Photo: Bloomberg
Photo: Bloomberg

India’s draft rules on patenting drugs draw mixed response

Modificationsofexisting drugs can be patented only if they show increased therapeutic value, draft norms say

Mumbai: India’s latest draft rules on patenting drugs that say modifications of existing medicines can be patented only if they show increased therapeutic value has drawn sharp reaction from international pharma companies.

In 2006, the Madras high court had ruled that the term efficacy in Section 3(d) of India’s patent law meant therapeutic efficacy, while rejecting a Novartis AG petition. The Swiss firm had claimed patent for its cancer drug Glivec, which was a modified version of a previously known anti-cancer molecule called imatinib mesylate.

Novartis lost the appeal in the Supreme Court as well, after which the patent office in August issued guidelines enshrining therapeutic efficacy as a patent criterion for such claims.

The guidelines do not provide guidance on scope and application of Section 3(d), as it merely reiterates existing Indian case law, according to the International Federation of Pharmaceutical Manufacturers Association (IFPMA), a global lobby of firms that relies on drugs research.

“Therapeutic efficacy profiles are rarely available at the time of invention because these are determined once the clinical trials are conducted," IFPMA said in its response to the guidelines. “Therefore, such an obligation is difficult to meet at the time of patent application."

“The fact that ‘efficacy’ is to be construed only as ‘therapeutic efficacy’ is still problematic because it incorporates further limitations into Section 3(d) that may be more difficult to establish," Pharmaceutical Research and Manufacturers of America commented.

However, Access Campaign, an initiative of non-profit Medecins Sans Frontieres that provides medical humanitarian services, has welcomed the new criterion of efficacy but objects to the way proposed to check for previous patents.

Before any patent is granted, the examiner must search and establish that the claimed invention is unknown and no patents existed for this prior to 1995. To eliminate patent applications for pre-1995 molecules, the new guidelines direct the patent examiner to rely on the drug’s so-called international non-proprietary name (INN), which is the generic name of a drug given by the World Health Organization (WHO) to identify the unique nature of the drug’s ingredients as the key words for online search.

“We welcome the development that revised draft guidelines on the examination of patent applications clearly recognizes that prior art searches by examiners on compounds should also be based on the INN of the medicine. However, the burden seems to be on the examiner and not on the applicant," the global non-profit organization said in its response to the latest rules. “The burden of providing INNs to which a particular patent application relates should be shifted to those who are in the best possible position to provide this information—the patent applicants."

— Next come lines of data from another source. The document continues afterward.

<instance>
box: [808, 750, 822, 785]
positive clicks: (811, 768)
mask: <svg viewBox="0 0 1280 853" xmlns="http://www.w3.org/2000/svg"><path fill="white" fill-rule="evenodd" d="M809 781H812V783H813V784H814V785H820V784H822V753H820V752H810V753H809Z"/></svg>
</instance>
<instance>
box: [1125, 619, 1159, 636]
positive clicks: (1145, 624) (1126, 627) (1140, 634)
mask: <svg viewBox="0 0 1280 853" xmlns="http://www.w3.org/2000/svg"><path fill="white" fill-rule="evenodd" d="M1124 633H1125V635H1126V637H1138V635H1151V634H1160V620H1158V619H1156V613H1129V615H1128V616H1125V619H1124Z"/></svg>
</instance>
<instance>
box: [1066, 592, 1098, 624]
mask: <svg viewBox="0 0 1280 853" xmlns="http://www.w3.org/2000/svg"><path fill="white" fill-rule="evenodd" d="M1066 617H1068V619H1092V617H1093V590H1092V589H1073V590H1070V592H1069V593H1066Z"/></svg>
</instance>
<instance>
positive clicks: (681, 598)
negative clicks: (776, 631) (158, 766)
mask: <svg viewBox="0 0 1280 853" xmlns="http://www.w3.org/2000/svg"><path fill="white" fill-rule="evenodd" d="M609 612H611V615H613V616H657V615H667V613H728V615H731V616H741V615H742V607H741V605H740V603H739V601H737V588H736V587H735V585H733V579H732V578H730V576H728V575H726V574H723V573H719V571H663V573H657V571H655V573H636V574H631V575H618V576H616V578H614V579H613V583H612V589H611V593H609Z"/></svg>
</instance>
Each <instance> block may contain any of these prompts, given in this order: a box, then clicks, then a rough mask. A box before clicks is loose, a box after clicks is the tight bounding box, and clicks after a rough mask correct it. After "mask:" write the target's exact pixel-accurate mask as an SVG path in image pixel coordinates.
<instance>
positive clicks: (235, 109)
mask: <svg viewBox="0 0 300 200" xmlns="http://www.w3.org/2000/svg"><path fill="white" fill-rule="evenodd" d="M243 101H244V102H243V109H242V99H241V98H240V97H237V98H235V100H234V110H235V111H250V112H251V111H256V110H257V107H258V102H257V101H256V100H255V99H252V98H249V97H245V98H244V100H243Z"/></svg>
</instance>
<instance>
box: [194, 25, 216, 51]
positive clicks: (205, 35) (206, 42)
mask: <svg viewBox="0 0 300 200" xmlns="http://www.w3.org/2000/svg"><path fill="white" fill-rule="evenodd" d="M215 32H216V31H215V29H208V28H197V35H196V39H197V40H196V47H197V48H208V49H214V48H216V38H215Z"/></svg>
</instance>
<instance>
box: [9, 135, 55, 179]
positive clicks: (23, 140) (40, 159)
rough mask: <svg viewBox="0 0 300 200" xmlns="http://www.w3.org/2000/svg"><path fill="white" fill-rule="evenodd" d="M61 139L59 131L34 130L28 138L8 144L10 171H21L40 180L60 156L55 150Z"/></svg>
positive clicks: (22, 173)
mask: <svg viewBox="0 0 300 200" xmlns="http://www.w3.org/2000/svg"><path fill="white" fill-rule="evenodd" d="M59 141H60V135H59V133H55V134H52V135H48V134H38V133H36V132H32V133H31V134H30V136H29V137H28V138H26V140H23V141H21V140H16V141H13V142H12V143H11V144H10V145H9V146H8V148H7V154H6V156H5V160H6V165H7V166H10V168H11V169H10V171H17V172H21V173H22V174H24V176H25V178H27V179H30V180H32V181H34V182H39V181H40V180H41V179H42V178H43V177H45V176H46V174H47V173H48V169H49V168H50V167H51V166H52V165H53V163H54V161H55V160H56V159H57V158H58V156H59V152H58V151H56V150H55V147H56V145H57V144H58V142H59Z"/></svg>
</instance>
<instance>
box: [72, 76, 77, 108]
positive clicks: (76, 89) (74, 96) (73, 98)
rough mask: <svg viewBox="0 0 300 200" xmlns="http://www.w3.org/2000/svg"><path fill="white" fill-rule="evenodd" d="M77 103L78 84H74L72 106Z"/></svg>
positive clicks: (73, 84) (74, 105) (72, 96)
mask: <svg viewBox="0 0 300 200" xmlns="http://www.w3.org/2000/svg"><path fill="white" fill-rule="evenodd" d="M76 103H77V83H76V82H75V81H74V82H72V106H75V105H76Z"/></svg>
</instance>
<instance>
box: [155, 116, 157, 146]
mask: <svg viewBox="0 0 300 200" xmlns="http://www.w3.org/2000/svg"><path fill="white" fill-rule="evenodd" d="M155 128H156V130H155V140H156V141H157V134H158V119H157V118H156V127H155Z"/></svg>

A worldwide online search for prior data on patent claims is important before deciding on the patentability of drugs in India as the country doesn’t allow patent grants for drugs known or patented before 1995. INNs also help in identification, safe prescription and dispensing of medicines to patients, and for exchange of information among health professionals and scientists.

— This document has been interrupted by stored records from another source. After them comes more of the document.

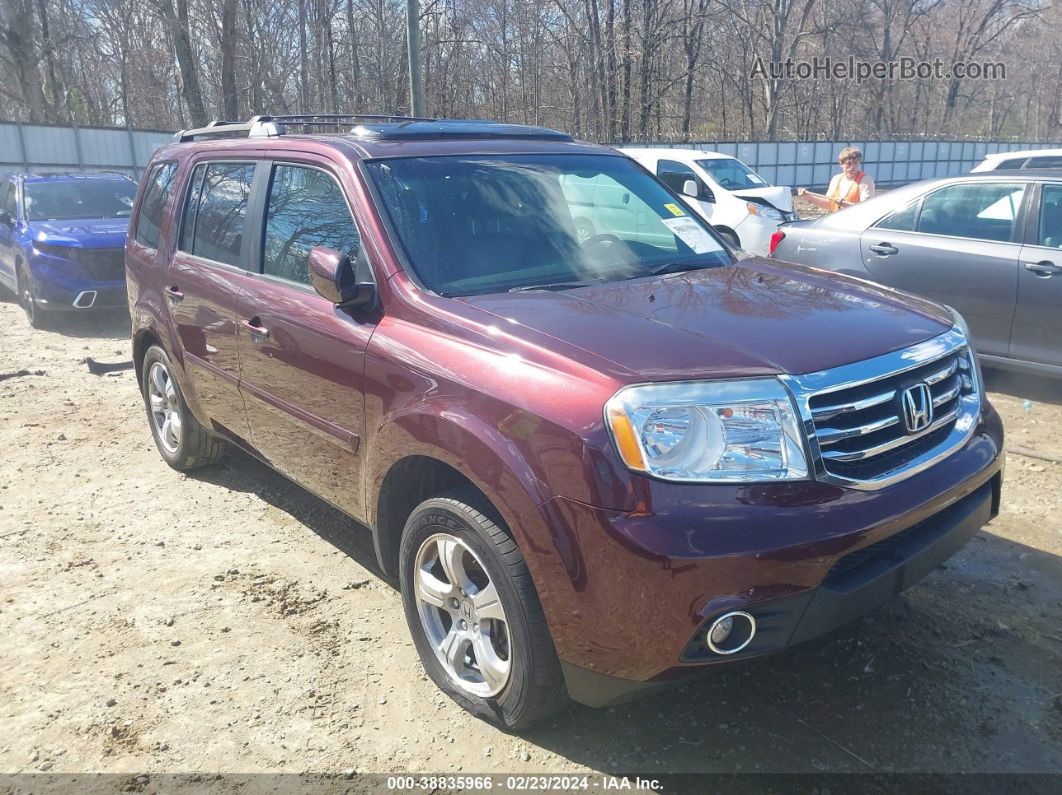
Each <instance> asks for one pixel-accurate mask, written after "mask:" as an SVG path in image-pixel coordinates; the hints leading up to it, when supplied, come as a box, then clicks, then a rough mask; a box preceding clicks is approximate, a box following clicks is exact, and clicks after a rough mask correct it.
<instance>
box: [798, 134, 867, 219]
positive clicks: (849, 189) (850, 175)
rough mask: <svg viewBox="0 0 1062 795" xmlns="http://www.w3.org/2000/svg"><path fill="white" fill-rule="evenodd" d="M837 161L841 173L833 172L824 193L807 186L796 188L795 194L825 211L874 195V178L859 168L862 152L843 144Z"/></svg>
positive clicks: (855, 203)
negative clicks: (873, 179) (826, 189)
mask: <svg viewBox="0 0 1062 795" xmlns="http://www.w3.org/2000/svg"><path fill="white" fill-rule="evenodd" d="M837 161H838V162H839V163H840V166H841V173H840V174H835V175H834V178H833V179H830V180H829V190H827V191H826V195H822V194H819V193H811V192H810V191H809V190H808V189H807V188H798V189H797V195H799V196H804V197H805V198H807V201H809V202H810V203H811V204H813V205H815V206H816V207H821V208H822V209H824V210H826V211H827V212H837V211H838V210H839V209H841V208H843V207H849V206H851V205H854V204H857V203H859V202H866V201H867V200H868V198H870V197H871V196H873V195H874V180H873V179H872V178H871V177H870V175H869V174H868V173H866V172H864V171H863V170H862V168H861V167H862V152H860V151H859V150H858V149H856V148H855V146H845V148H844V149H842V150H841V154H839V155H838V156H837Z"/></svg>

The comments reviewed by Mint also show conflicts on some other aspects, including generalization of certain criteria on pharma patents with those of other sectors where research priorities are different and the restrictive approach on patenting drug compounds.

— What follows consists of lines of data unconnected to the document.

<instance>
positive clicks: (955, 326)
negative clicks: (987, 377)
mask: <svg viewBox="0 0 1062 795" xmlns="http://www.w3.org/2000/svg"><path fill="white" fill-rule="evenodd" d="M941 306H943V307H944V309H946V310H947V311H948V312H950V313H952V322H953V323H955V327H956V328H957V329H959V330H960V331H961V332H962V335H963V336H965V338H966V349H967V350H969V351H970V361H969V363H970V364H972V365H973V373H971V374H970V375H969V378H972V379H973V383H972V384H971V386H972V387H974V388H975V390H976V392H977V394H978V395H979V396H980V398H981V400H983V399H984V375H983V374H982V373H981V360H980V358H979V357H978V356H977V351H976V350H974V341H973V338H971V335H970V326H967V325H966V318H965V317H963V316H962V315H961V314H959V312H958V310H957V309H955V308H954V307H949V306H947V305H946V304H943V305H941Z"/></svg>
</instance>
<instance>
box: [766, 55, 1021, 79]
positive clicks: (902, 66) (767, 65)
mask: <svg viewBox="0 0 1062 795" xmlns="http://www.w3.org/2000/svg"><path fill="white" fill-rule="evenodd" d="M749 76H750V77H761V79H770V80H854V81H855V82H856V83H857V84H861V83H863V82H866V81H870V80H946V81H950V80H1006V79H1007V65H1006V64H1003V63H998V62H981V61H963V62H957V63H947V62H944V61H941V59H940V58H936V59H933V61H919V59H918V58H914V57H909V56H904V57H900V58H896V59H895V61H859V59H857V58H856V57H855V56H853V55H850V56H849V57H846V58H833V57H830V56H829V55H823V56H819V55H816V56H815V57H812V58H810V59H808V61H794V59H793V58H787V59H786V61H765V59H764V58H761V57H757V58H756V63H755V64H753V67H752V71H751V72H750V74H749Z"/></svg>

The patent office received feedback from around 35 stakeholders in the sector, including industry lobbies, health care and patent access groups, intellectual property law firms and drug firms across the world.

The last date for submitting reactions and suggestions was 5 September. The patent office may modify its final norms after taking these suggestions before finalizing it in a month, said an official of the commerce ministry’s department of industrial policies and promotion, which frames policies for implementing intellectual property law in the country. He declined to be named.